Types of Hyperthermia:

Local hyperthermia:
We use local hyperthermia to shrink tumors by using heat to damage proteins and structures within cancer cells. Local hyperthermia exposes a small area, such as a tumor, to high temperatures. Hyperthermia is mainly used with immunotherapy. Using MRI guidance, we first locate the tumor that will be treated. The tumor is then heated externally, the area may be heated externally with high-frequency energy waves aimed at a tumor from a device outside the body.
During the hyperthermia treatment session, we monitor the temperature of the tumor with MRI guidance and adjust it accordingly.
Local hyperthermia offers a promising treatment option for patients with advanced or recurrent cancer.

Whole body hyperthermia:
Practically all cancer patients have a lower than average core temperature and are unable to develop a fever—thus they are unable to activate their immune system.
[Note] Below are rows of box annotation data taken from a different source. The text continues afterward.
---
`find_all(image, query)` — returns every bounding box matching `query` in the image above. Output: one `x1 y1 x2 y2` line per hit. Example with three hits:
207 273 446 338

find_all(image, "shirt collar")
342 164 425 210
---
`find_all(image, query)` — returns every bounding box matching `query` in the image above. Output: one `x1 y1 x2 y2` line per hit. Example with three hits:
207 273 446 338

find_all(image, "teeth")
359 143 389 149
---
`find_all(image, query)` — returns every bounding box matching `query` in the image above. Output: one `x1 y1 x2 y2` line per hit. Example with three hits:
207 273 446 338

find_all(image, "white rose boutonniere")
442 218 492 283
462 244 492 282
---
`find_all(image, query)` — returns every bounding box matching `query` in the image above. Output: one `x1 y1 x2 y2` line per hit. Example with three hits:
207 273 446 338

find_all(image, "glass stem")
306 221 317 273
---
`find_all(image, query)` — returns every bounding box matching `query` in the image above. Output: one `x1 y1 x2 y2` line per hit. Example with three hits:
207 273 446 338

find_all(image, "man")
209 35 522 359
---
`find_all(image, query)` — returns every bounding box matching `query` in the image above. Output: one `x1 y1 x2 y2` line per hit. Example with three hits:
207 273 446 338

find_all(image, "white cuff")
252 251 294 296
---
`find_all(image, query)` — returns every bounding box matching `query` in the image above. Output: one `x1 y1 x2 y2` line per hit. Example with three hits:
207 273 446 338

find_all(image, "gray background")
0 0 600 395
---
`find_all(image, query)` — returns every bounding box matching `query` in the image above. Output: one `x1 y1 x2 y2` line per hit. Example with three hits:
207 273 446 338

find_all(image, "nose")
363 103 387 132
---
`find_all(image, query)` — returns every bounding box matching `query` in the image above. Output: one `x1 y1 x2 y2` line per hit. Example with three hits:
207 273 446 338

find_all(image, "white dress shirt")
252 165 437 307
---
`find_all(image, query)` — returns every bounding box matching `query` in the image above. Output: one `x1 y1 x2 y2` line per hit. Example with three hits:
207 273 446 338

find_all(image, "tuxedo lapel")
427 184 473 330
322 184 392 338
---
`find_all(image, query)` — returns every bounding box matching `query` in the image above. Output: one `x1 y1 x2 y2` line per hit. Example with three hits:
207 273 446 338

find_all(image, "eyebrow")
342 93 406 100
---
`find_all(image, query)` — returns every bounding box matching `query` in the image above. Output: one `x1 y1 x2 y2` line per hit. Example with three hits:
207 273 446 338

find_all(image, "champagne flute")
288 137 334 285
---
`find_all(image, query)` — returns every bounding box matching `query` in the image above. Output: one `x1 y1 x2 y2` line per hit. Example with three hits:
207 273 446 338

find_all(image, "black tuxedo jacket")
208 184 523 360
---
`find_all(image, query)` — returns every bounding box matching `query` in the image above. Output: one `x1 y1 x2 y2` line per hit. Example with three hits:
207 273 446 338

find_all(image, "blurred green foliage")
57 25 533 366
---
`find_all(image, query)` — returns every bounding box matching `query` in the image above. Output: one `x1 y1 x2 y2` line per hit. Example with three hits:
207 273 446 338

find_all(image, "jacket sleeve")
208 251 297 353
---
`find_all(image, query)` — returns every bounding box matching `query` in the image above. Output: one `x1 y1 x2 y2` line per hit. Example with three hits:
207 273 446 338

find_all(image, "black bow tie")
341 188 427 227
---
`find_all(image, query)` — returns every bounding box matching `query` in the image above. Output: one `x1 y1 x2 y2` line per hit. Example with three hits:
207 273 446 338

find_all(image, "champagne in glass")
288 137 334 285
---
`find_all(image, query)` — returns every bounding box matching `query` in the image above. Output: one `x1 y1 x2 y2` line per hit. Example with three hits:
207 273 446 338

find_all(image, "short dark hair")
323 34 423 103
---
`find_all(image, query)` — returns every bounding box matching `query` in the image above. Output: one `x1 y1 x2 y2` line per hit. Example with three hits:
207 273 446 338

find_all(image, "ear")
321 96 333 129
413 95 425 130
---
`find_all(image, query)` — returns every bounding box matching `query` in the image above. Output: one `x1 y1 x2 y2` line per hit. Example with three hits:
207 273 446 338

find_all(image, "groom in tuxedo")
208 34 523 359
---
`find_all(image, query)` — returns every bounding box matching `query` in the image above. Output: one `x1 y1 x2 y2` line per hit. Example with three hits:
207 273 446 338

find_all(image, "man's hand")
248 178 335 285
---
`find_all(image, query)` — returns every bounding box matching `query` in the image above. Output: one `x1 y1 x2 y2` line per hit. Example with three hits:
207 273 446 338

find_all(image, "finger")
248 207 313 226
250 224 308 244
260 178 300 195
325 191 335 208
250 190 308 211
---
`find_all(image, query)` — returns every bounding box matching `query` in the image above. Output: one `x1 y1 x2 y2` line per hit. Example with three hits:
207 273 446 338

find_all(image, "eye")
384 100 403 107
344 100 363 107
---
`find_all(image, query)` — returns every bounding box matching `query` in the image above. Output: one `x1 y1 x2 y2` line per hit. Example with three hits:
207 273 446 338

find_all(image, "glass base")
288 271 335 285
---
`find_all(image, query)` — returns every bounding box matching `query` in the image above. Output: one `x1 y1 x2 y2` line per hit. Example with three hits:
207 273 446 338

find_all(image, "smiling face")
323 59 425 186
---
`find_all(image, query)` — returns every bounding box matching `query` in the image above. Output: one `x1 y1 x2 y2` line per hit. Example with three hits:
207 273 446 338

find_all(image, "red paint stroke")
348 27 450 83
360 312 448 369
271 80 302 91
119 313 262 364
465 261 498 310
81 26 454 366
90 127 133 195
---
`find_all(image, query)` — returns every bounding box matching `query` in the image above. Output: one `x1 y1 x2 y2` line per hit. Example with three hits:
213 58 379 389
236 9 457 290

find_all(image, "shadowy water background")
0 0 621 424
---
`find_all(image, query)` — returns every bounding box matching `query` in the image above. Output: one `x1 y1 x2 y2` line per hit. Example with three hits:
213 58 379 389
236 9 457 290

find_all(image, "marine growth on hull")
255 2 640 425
To reactivate immune function, a controlled fever is induced to artificially heat the body.
Cancer cells are much more sensitive and intolerant of the effects of excessive heat than normal cells, so higher body temperatures would activate the immune system, causing both increased production of interferon alpha, and increased immune surveillance. Tumors normally have an impaired ability to adapt their blood circulation to the effects of high temperatures and thus hyperthermia can cause a reduction of blood flow to a tumor. Research shows that hyperthermia increases ´heat shock´ proteins on the surface of the cancer cells making them more prone to be attacked by the immune system.
Combining total-body hyperthermia with local hyperthermia and Dendritic cells is the most effective non-toxic treatment that a cancer patient can go through.